2101 Role of hemodynamic forces on plaque development: non-invasive assessment with MRI methods

Fluid shear stress was thought to lead to atherosclerotic plaque progression, but such measurement procedures are often invasive. The goal of the present study is to address the biomechanical pathways of atherosclerosis progression and regression with our non-invasive MRI methods and a 3D fluid-structure interaction (FSI) model. The study was performed in a large animal atherosclerotic model.

Five pigs were fed cholesterol-enriched diets (HC) and then underwent balloon overstretch injury to the left carotid artery to simulate angioplasty or stent restenosis.

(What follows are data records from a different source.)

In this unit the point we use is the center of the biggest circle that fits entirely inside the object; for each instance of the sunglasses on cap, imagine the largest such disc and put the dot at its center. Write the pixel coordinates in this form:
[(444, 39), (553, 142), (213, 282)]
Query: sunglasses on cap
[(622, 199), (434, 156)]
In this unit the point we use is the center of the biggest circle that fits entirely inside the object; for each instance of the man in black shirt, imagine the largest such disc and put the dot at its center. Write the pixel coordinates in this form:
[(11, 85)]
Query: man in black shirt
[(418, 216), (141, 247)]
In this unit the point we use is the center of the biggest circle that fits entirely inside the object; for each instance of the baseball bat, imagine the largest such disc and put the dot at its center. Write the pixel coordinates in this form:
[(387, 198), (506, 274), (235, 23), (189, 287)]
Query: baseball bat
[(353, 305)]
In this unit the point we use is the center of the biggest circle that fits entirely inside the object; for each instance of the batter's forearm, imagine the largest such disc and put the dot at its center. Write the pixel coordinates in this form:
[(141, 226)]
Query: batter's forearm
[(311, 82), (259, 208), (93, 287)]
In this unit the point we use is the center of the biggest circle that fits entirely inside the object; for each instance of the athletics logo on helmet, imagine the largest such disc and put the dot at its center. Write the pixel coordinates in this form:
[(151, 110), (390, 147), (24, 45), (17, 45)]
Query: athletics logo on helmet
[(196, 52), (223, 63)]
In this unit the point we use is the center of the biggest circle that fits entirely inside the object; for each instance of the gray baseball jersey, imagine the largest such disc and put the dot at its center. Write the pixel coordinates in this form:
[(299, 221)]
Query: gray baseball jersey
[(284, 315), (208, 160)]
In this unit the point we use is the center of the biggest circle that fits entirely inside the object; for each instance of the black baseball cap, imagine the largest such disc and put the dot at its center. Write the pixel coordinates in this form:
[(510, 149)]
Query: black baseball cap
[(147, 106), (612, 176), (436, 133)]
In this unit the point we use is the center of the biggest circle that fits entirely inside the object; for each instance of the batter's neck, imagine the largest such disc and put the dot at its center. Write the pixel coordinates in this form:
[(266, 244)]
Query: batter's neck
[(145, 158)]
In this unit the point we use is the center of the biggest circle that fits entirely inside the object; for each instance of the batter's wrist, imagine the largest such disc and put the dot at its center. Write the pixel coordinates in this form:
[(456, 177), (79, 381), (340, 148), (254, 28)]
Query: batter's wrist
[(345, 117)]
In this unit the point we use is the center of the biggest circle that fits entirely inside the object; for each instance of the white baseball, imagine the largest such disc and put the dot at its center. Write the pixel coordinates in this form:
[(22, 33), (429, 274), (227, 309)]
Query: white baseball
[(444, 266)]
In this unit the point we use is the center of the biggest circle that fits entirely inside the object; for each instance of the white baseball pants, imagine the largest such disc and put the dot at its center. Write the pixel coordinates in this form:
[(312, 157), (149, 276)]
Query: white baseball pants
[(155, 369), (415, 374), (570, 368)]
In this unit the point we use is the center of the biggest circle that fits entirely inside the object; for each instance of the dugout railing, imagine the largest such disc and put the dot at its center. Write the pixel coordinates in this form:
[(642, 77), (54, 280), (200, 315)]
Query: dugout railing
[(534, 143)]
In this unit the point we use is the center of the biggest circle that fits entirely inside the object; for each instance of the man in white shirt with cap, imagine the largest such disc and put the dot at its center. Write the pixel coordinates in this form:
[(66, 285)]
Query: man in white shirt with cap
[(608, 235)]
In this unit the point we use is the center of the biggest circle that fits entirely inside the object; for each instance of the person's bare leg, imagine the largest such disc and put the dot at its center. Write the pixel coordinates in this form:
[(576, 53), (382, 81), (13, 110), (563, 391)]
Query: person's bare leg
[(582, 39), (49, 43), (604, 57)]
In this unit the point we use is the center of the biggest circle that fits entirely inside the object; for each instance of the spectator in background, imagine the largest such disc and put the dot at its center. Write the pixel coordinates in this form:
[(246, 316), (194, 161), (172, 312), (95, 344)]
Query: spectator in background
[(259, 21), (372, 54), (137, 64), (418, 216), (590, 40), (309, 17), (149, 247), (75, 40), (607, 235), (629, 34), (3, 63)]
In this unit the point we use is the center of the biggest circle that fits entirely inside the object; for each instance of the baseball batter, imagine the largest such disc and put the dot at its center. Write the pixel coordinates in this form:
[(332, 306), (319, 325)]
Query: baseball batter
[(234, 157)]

A plaque-targeting contrast agent, Gadofluorine (Bayer Schering Pharma AG, Germany) enhanced MRI scans were performed at various time points after the balloon injury while the pigs were maintained on HC. The atherosclerotic-like carotid lesions in four of the pigs were then re-injured by balloon angioplasty. MRI scans were repeated to monitor the progression and regression (by feeding normal chow diet to the pigs) of the plaques. The pigs were euthanized after 5 to 9 months and the left and right (normal) carotid arteries were dissected for histopathology and mechanical testing to obtain subject-specific material properties.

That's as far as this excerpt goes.